The Kansas City Royals are playing pretty well this month. They're moved out of the cellar, they took five of six from the Tigers earlier in September and they have a 13-9 record for the month that actually understates how well they're playing now (four of the losses came in the first five games of the month, so they've won 12 of 17).
And naturally, the Twins have six games to go with this resurgent bunch.
We've seen this before. The Royals seem to relish the spoiler role. Remember 2006? K.C. swept the Tigers in the season-closing series to keep them from winning the division title. Remember last year? The Twins lost two of three to the Royals in the final series of the season and were forced into that 163rd game.
Today's starter for Kansas City, Robinson Tejada (above), is no small part of their surge. They stuck him in the rotation this month, and in four starts he's 3-0 with an 0.81 ERA and striking out more than a batter an inning.
Is Tejada for real? Probably not. He's been kicking around for a while with minimal return. Maybe he's figured something out. But then, some people thought the same thing last September about Kyle Davies. He turned last year's brilliant September (4-1, 2.27) into 8-9, 5.27 this year.
What matters right now isn't whether Tejada can be an effective rotation piece for the Royals in 2010, but whether he can stifle the Twins tonight.
* Detroit LOOGY — that's Left-handed One-Out GuY — Bobby Seay is a hurting unit and is to have an MRI on his throwing shoulder.
The Detroit Free Press calls Seay the Tigers' top lefty reliever, and certainly Jim Leyland turns to him frequently in game situations. Man has six wins and 28 holds. Still, Fu-Te Ni appears to have pitched better than Seay this season and may be a more-than-adequate replacement.

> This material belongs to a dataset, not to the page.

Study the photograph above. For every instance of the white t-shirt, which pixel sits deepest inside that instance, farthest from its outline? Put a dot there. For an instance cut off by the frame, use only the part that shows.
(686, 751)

* The Cleveland Indians are done playing the two contenders, which is probably a good thing considering how poorly they are playing. The Tribe has now lost 11 in a row; the franchise record is 12, and this is a franchise that had what seems in retrospect to be a 40-year losing streak.
General consensus is that Eric Wedge is finished as Cleveland manager after the season.
* Chicago manager Ozzie Guillen, in a postgame rant I quoted here last week, declared of his players, "If they quit on me, I quit on them." General manager Kenny Williams seemed to echo that line of thought Wednesday:
"I know who’s quit and who hasn’t, who’s willing to sacrifice. Listen, it’s hard to win. Winning and success, whether it be baseball or any other facet of life, if you are not willing to sacrifice, you’re not willing to put in the work, you’re not going to be successful. You’re just not.
"We’ve got some guys here who know all about sacrifice. Some have to be taught. And I hope the guys that know about it are teaching some of the other guys. If not, that’s where your coaching staff has to step up. But you’re not getting anywhere in life, period, if you don’t understand that the work has to be put in."
Neither Williams nor Guillen are naming names.
An underlying point here: There are some people who look at Guillen's diatribes and figure this is a manager who's turning off his players and losing his clubhouse and thus destined to be fired. Other than in the sense that all managers are destined to be fired, I don't see it. It sure sounds like Guillen and Williams are in agreement on the major point here.